Carbon offsetting: Tread carefully
If we are to stay within the planet’s liveable boundaries, we need to halve global emissions by 2030.
As companies grapple with building and implementing sustainability strategy, they often turn to offsetting to neutralise emissions currently generated by their operations.
On the surface, planting trees, mangrove swamps, rewilding projects might sound like a great solution to mitigate your company's emissions, however it’s not quite as simple as one might first think and we urge you to spend a little time understanding why.
There are some excellent schemes in place which truly deliver environmental benefits and support local economies, but there are also a few rogues out there so please do some research or take advice.
Below, we outline a few of the questions to ask before proceeding with offsetting:
What is my climate ambition and can I achieve it without offsetting? Consider (energy) elimination, reduction and substitution as preferred options.
Are carbon credits on offer verified? Research the projects and request proof of audit.
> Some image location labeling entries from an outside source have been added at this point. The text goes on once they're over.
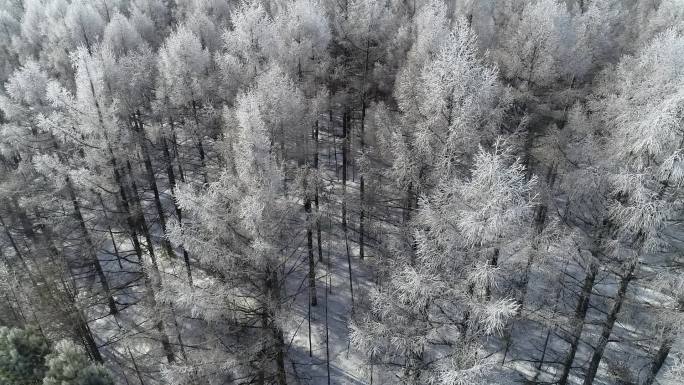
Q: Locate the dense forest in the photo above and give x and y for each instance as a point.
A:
(437, 192)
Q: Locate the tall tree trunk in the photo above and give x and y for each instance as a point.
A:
(92, 252)
(659, 359)
(609, 324)
(200, 145)
(316, 197)
(578, 320)
(309, 242)
(157, 201)
(172, 183)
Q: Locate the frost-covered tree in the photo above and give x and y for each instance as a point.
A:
(183, 69)
(22, 356)
(642, 109)
(449, 104)
(430, 317)
(237, 226)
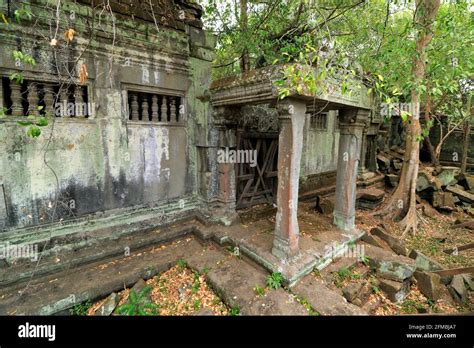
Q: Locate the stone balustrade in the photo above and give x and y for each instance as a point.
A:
(150, 107)
(40, 98)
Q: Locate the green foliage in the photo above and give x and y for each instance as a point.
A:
(81, 308)
(274, 281)
(234, 311)
(307, 305)
(22, 13)
(259, 290)
(182, 264)
(138, 304)
(344, 273)
(365, 260)
(411, 306)
(370, 41)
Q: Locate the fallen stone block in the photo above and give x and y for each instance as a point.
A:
(424, 263)
(468, 279)
(427, 264)
(447, 176)
(383, 162)
(458, 289)
(324, 300)
(370, 198)
(392, 180)
(395, 291)
(463, 195)
(429, 211)
(324, 205)
(429, 284)
(464, 224)
(375, 241)
(204, 312)
(397, 164)
(276, 302)
(108, 307)
(389, 265)
(395, 244)
(363, 296)
(469, 181)
(351, 291)
(138, 287)
(440, 236)
(443, 201)
(424, 181)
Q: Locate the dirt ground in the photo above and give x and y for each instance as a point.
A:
(183, 291)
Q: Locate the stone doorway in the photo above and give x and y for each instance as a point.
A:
(257, 183)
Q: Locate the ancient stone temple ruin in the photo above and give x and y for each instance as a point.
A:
(136, 128)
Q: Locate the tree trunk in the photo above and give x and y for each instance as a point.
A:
(244, 59)
(465, 142)
(427, 141)
(402, 204)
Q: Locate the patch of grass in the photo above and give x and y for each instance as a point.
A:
(81, 308)
(259, 290)
(365, 260)
(234, 311)
(182, 264)
(139, 304)
(274, 281)
(343, 274)
(411, 306)
(234, 251)
(307, 305)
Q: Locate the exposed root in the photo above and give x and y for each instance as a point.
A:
(410, 221)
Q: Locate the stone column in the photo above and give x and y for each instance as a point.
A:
(351, 128)
(292, 117)
(226, 170)
(363, 151)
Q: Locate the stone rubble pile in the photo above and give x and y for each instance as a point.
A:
(397, 268)
(445, 188)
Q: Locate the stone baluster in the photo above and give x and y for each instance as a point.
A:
(134, 105)
(154, 108)
(64, 99)
(181, 112)
(145, 114)
(80, 109)
(17, 108)
(49, 98)
(164, 110)
(173, 116)
(33, 99)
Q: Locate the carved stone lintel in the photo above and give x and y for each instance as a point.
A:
(17, 108)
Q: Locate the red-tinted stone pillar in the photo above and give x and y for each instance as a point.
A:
(352, 123)
(292, 117)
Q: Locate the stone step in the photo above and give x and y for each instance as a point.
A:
(64, 258)
(235, 278)
(55, 293)
(322, 299)
(389, 265)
Do the offsetting projects fit with our business model or priorities? If not, your offsetting can be devalued and considered as greenwash.
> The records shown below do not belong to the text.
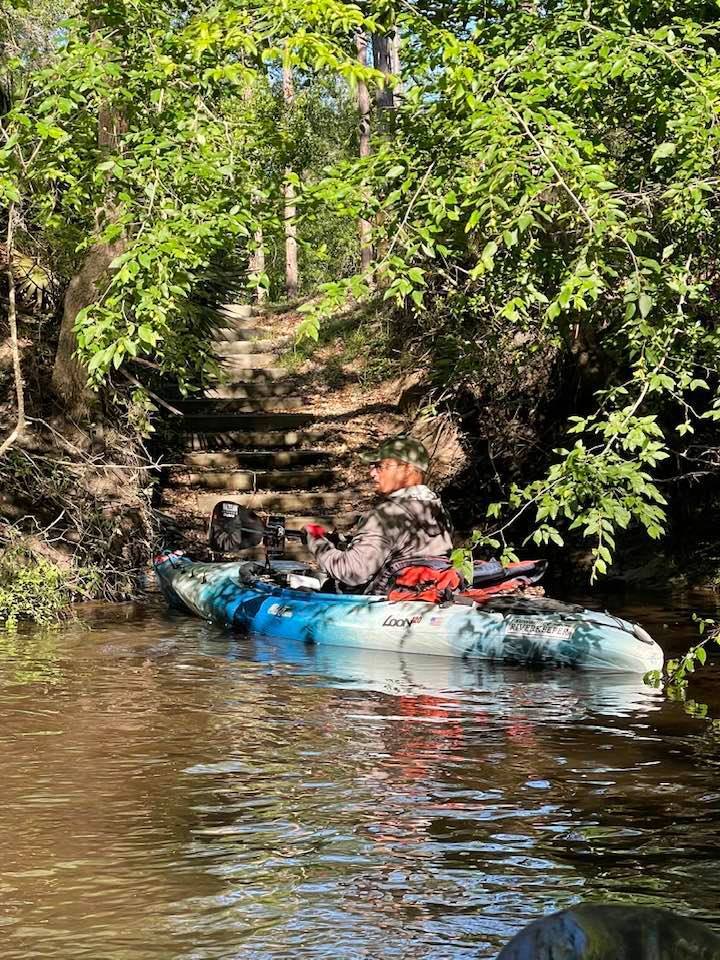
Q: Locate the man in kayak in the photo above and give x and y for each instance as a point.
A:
(409, 526)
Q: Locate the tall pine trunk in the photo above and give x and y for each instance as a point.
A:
(69, 376)
(386, 59)
(290, 211)
(364, 226)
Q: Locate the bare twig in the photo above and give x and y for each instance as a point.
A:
(153, 396)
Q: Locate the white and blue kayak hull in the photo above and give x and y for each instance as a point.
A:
(506, 629)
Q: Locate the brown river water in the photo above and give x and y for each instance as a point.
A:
(170, 790)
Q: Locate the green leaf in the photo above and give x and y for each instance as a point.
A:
(666, 149)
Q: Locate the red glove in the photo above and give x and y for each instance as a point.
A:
(315, 531)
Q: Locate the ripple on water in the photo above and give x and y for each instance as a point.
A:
(172, 791)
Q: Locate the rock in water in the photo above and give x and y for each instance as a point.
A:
(613, 932)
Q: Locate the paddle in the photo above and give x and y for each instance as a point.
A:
(234, 528)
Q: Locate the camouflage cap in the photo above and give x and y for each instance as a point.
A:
(404, 449)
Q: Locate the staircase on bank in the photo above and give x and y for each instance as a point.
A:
(253, 439)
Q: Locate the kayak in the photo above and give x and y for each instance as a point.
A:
(509, 628)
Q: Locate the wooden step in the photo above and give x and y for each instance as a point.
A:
(247, 375)
(257, 459)
(233, 334)
(251, 391)
(312, 504)
(234, 348)
(244, 480)
(239, 311)
(247, 361)
(245, 422)
(259, 440)
(229, 405)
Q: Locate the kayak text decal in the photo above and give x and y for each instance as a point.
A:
(401, 621)
(278, 610)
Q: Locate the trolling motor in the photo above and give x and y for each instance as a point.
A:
(233, 529)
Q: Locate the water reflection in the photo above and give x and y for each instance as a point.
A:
(172, 791)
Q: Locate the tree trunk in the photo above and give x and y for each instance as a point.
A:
(14, 344)
(69, 377)
(364, 226)
(291, 263)
(257, 262)
(384, 58)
The bigger issues are market-related. It isn’t currently standardised, centralised or organised. As we write, carbon is vastly under priced but this is likely to change very soon under the remit of the Taskforce on Scaling Voluntary Carbon Markets, co-founded by Mark Carney.
In summary, carbon offsetting does play a role while businesses transition to low-carbon ways of operating but could really damage your corporate reputation if not used in the right way.
Offsetting emissions should be the last resort for a company, once they have taken every measure to reduce emissions. It is not a long term solution and shouldn’t be considered as one.